On Aug. 16, a three-judge panel of the U.S. Court of Appeals for the 4th Circuit ruled that Wolfe’s trial was tainted by the prosecution’s withholding of evidence, and ruled his conviction should be vacated.
The same conclusion was previously reached by Judge Raymond A. Jackson of the U.S. District Court in Norfolk, who in 2011 vacated Wolfe’s murder conviction and death sentence on grounds he was denied constitutional rights.
In 2010, an order from the U.S. Eastern District Court of Virginia for a new evidentiary hearing cleared the way for material not originally presented in court, including evidence the defense thought was withheld that could have benefitted Wolfe, such as recordings of interviews with witnesses, as well as Barber's affidavit.
This order led to the 2011 overturning of Wolfe’s conviction, and again to the ruling last month by the 4th Circuit Court.
Although that ruling vacated Wolfe’s sentence, it allowed for Wolfe to be retried by the Commonwealth for murder, as well as Wolfe’s original firearm and drug conspiracy charges.

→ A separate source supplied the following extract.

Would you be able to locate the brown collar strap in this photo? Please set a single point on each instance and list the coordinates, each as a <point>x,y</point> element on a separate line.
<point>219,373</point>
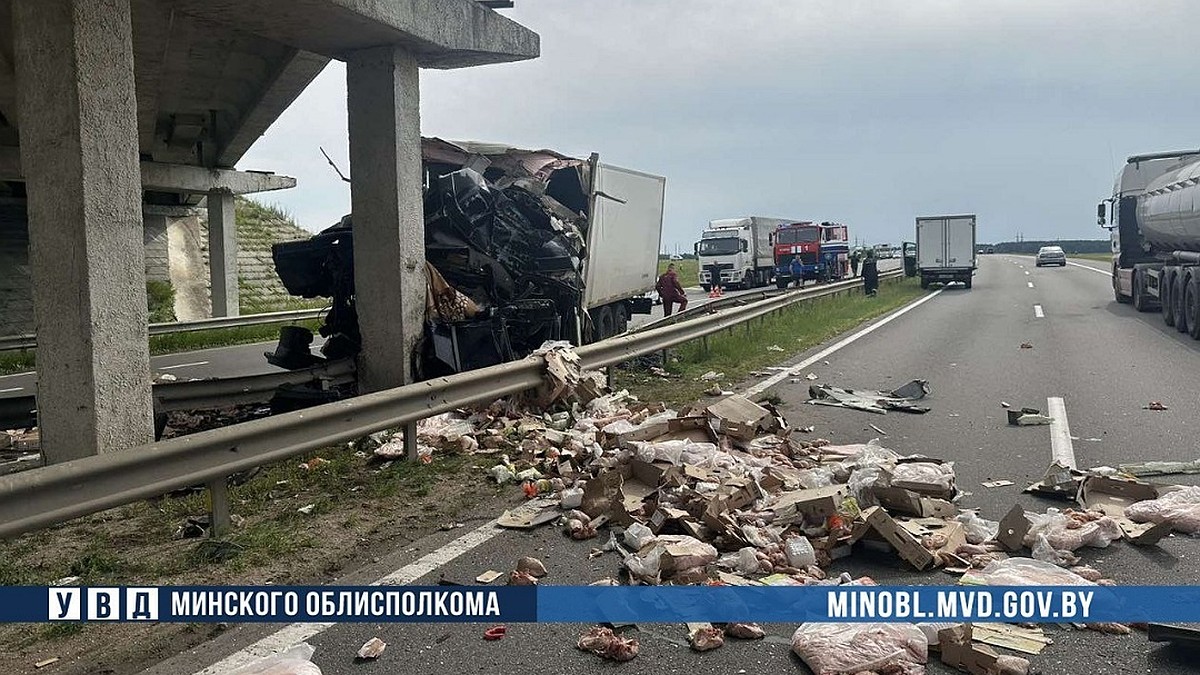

Prince William County prosecutors announced this week that Fairfax County Commonwealth’s Attorney Raymond F. Morrogh (D), has been appointed as a special prosecutor in Wolfe’s new trial, which is currently scheduled to begin on Oct. 15.
A 1999 graduate of Chantilly High School, Wolfe was convicted in 2002 of ordering the 2001 killing of Daniel Robert Petrole Jr., a community college student and Centreville High School graduate.
The slaying exposed a massive drug ring that supplied a large segment of Northern Virginia with high-grade marijuana.
Petrole supplied Wolfe and others with multiple pounds of marijuana on a regular basis, according to testimony at Wolfe’s 2002 trial. A Prince William County jury convicted Wolfe primarily on the words of another former Chantilly student, Owen Merton Barber IV.
According to court documents and testimony, Barber gunned down Petrole after stalking him for more than an hour. As Petrole parked his car in front of his newly purchased townhouse in the Braemar community of Bristow in Prince William County, Barber walked up to the passenger side of Petrole's car and fired his weapon into the victim. Barber pleaded guilty and received a life sentence, instead of the death penalty, for testifying against Wolfe.
According to court records, police found nearly 50 pounds of marijuana, more than $130,000 in cash, a large quantity of Ecstasy pills, several weapons and body armor in Petrole's house. They also found a list of people who owed Petrole money, including Wolfe.
Wolfe maintained his innocence in Petrole’s killing, although he also was convicted of several drug and weapons charges. He briefly fled the area after Petrole's death, and later claimed he was scared of receiving drug charges as police investigated the killing. He then turned himself in to police, hoping to persuade prosecutors he had nothing to do with the killing.
“He said to me, ‘Mom, they think I had something to do with Danny’s death,’” his mother, Terri Steinberg said. “He said to me, ‘I have to clear my name.’”
In court, Barber admitted killing Petrole, but in December 2005 in a 13-page affidavit he recanted his claim that Wolfe ordered or had any part in the killing.
In that 2005 affidavit, Barber stated: "Justin [Wolfe] had nothing to do with the killing of Daniel Petrole. There was no agreement between Justin and me to kill Danny Petrole. I did not have any discussion, at any time, with Justin about killing Danny Petrole. I lied and implicated Justin because I felt I had no choice."
Barber detailed in the affidavit alleged pressure put on him by Prince William County prosecutors — led by Commonwealth’s Attorney Paul Ebert — and his own defense attorney to testify against Wolfe or face a possible death sentence.
“This case has already gone on too long, wasted too much taxpayer money, and destroyed too many lives,” said a disheartened Steinberg.